Di balik negeri yang dipenuhi aroma perang dan kematian, kehidupan terus berjalan. Inilah yang diulik penulis. Masyarakat di sana beragam, mulai yang tertutup sekali hingga agak terbuka. Ada kisah kuno soal penyebaran agama Hindu dan Buddha yang pernah menjamah daerah yang sekarang mayoritas muslim ini. Ada cerita tentang minaret dan masjid yang pernah menjadi bukti kejayaannya di masa lampau, ada pula cerita yang di negara kita dianggap tabu tetapi ternyata di sana sudah jadi rahasia umum. Tak hanya nilai-nilai kemanusiaan dan aroma kepasrahan, kita pun bisa menemukan kebanggaan dan api semangat yang tersemat di dalam hati para warga Afghan, yang selama ini kita anggap tak lebih dari sekedar korban perang.

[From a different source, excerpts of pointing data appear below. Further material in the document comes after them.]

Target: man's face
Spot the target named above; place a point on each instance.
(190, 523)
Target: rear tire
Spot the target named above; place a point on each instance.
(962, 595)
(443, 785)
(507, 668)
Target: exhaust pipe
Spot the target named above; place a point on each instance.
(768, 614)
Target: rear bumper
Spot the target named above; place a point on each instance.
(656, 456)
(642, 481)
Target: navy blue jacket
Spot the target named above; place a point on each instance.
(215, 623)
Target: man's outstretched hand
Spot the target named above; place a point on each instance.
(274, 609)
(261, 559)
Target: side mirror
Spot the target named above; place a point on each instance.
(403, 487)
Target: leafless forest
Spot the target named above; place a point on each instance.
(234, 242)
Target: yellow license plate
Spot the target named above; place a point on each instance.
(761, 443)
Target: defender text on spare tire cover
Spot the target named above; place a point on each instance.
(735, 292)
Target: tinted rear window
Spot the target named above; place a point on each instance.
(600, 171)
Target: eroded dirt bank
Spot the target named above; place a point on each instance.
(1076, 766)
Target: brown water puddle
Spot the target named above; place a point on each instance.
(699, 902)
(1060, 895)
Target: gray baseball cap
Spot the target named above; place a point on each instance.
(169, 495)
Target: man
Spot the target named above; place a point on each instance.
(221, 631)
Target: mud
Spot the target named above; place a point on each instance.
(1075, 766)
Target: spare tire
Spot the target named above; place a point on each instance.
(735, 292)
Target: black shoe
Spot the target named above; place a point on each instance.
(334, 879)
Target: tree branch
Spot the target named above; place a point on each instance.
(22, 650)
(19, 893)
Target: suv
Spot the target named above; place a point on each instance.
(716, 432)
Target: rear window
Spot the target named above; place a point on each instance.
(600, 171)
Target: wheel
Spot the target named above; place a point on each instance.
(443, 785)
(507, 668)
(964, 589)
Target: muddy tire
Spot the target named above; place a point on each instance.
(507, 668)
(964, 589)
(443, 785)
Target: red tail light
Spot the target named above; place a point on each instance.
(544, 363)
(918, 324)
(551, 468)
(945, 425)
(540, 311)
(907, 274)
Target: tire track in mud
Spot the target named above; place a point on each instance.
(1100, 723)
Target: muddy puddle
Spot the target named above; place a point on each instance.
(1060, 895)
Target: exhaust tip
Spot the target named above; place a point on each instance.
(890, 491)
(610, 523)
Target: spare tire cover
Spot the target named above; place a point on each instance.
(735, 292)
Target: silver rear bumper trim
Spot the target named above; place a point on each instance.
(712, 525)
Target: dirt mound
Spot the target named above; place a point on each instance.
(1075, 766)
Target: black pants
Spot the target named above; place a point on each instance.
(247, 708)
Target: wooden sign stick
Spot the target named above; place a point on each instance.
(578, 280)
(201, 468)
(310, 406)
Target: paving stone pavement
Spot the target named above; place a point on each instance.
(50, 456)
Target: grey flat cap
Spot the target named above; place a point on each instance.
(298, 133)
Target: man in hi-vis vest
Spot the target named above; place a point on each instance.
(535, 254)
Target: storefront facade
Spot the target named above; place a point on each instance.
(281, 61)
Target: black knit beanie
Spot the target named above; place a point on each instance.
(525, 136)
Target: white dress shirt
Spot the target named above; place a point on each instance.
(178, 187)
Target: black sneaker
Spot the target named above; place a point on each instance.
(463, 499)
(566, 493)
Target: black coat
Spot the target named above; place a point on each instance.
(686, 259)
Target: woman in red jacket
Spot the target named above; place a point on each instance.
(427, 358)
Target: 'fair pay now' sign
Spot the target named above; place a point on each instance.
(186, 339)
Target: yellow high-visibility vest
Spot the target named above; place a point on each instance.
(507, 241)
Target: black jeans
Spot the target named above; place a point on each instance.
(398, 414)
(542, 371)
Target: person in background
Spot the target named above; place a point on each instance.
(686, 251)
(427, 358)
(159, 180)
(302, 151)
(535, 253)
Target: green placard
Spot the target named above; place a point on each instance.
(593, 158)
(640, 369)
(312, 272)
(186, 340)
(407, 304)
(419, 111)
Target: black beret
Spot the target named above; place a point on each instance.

_________________________________

Bahasa yang digunakan pada buku-buku ini tepat dan bernas. Tak ada basa-basi, kalimat-kalimat penuh kiasan, atau penggambaran yang kadang malah membuat pembaca tak paham. Meski bahasa yang dipakai adalah bahasa baku khas koran, tapi saya rasa ceritanya tetap mengalir. 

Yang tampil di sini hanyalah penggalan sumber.